LONDON — Britain's foreign intelligence service stole top-secret breakthrough technology the French had developed for tracking nuclear submarines, a British newspaper reported Sunday.
The Sunday Times said in a front-page report that details of France's anti-submarine program were obtained last year from a French civilian engineer duped by the MI6 spy organization.
The report said the engineer, who was not named, gave details of a breakthrough in anti-submarine equipment to a company that posed as a technical defense consulting firm and publishing house but was actually an MI6 front.
The breakthrough was a remote sensing device said to be capable of tracking submarines from a satellite that was thought to use a laser beam or radar to scan the ocean surface and read tiny changes in water flow, according to the report.
British officials were not immediately available to comment on the Sunday Times report.

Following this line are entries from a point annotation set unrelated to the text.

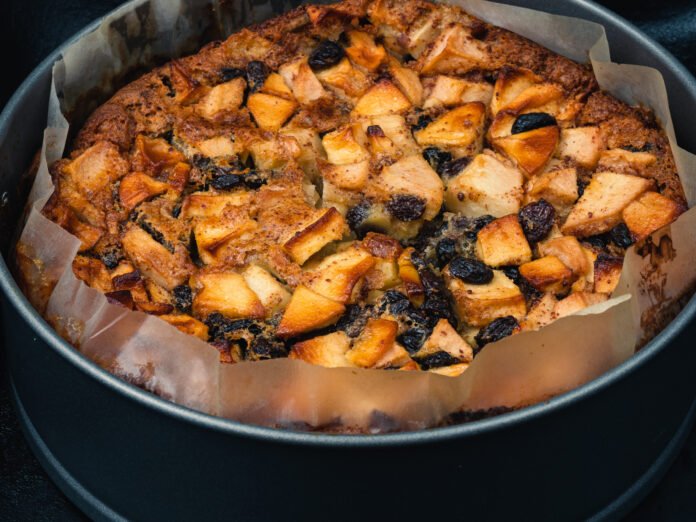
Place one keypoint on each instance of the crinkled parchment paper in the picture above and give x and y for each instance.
(516, 371)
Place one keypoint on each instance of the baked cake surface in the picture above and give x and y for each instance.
(373, 184)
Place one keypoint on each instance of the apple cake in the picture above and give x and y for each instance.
(372, 184)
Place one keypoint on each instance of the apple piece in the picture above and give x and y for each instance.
(599, 208)
(502, 242)
(309, 238)
(485, 186)
(650, 212)
(548, 274)
(308, 311)
(325, 350)
(226, 293)
(376, 339)
(478, 305)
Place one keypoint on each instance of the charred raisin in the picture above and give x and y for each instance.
(621, 236)
(531, 121)
(226, 181)
(454, 167)
(537, 220)
(406, 207)
(230, 73)
(254, 180)
(470, 271)
(446, 250)
(257, 72)
(327, 54)
(436, 157)
(436, 360)
(357, 214)
(423, 121)
(495, 331)
(183, 298)
(413, 338)
(264, 348)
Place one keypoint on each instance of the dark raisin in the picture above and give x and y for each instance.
(264, 348)
(454, 167)
(327, 54)
(470, 271)
(375, 131)
(436, 360)
(423, 121)
(495, 331)
(110, 259)
(531, 121)
(230, 73)
(167, 82)
(254, 180)
(436, 157)
(257, 72)
(357, 214)
(537, 220)
(226, 181)
(446, 250)
(183, 298)
(413, 338)
(168, 136)
(406, 207)
(621, 236)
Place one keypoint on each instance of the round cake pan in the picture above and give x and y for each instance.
(121, 453)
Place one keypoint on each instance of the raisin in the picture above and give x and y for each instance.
(263, 348)
(445, 250)
(413, 338)
(406, 207)
(357, 214)
(495, 331)
(436, 157)
(375, 131)
(183, 298)
(230, 73)
(537, 220)
(436, 360)
(531, 121)
(257, 72)
(327, 54)
(470, 271)
(254, 180)
(226, 181)
(423, 121)
(621, 236)
(454, 167)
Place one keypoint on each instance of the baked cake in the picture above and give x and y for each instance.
(374, 184)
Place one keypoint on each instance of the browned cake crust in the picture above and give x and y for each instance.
(376, 184)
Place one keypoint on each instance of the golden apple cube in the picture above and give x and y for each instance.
(502, 242)
(226, 293)
(584, 145)
(413, 175)
(376, 339)
(459, 130)
(548, 274)
(269, 111)
(328, 226)
(650, 212)
(486, 186)
(326, 350)
(600, 207)
(478, 305)
(308, 311)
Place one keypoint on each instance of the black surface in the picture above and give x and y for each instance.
(30, 29)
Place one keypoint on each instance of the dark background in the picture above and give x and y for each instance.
(31, 29)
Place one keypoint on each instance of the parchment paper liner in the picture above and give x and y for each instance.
(516, 371)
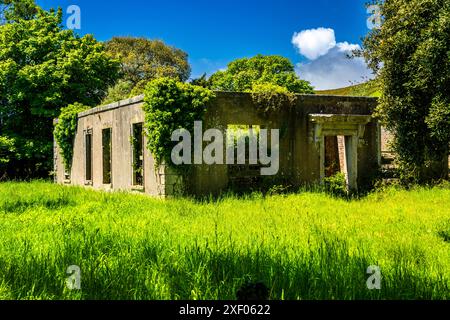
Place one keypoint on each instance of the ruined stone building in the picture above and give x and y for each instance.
(319, 136)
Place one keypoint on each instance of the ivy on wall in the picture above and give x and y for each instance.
(170, 105)
(65, 130)
(271, 97)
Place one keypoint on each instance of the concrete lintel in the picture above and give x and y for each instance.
(340, 118)
(112, 106)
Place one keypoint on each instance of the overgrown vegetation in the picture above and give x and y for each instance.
(65, 131)
(272, 98)
(301, 246)
(170, 105)
(410, 53)
(242, 74)
(43, 68)
(143, 60)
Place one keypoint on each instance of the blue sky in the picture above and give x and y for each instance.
(214, 33)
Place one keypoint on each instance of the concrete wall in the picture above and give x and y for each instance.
(299, 156)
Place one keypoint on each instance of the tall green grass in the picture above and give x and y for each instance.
(303, 246)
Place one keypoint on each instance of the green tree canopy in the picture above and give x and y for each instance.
(144, 60)
(242, 74)
(13, 10)
(411, 53)
(42, 69)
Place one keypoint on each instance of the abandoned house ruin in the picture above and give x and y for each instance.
(319, 136)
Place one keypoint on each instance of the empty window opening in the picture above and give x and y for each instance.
(107, 155)
(334, 155)
(88, 153)
(244, 167)
(138, 154)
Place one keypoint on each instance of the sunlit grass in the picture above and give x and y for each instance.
(303, 246)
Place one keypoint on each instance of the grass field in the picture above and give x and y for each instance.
(302, 246)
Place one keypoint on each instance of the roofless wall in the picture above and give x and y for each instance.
(318, 136)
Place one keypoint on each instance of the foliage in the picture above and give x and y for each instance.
(14, 10)
(44, 68)
(203, 81)
(271, 98)
(304, 246)
(121, 90)
(411, 54)
(65, 131)
(242, 74)
(144, 60)
(170, 105)
(336, 185)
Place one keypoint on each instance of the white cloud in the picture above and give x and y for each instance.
(348, 47)
(335, 70)
(330, 66)
(314, 43)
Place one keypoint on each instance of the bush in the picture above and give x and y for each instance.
(271, 97)
(170, 105)
(65, 130)
(120, 91)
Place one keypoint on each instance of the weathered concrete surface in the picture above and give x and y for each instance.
(300, 154)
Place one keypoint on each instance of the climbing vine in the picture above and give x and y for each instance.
(65, 130)
(170, 105)
(271, 98)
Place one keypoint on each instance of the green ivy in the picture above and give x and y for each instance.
(65, 130)
(271, 97)
(170, 105)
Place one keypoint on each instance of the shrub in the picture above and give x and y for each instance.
(271, 97)
(170, 105)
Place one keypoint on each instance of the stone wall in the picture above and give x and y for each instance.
(300, 155)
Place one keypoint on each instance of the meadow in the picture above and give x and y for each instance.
(307, 245)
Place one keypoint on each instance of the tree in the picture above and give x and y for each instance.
(144, 60)
(13, 10)
(242, 74)
(411, 54)
(42, 69)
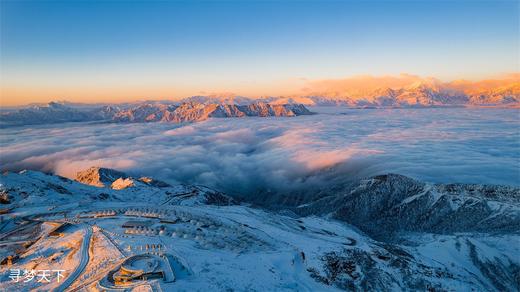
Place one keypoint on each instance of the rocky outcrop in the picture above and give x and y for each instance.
(99, 176)
(193, 112)
(392, 203)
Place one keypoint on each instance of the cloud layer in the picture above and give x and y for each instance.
(249, 155)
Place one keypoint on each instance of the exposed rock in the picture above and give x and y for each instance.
(122, 183)
(99, 177)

It said the disclosure would anger the French and came at a critical time for British Prime Minister John Major, who will meet French President Jacques Chirac at the European Union's summit in Florence, Italy, this week.
According to the Sunday Times, which at one point quoted an unnamed MI6 officer, the phony business was part of British intelligence operations against Britain's European partners.
It said British intelligence set up a network of bogus companies in Europe purporting to publish technical journals and offer consulting services.
It said French officials and specialist writers, including the engineer, were unaware that information they provided was going to British intelligence.
An unnamed MI6 officer was quoted as saying Britain's naval chiefs were shocked to learn that the French might have developed a capability to track submarines.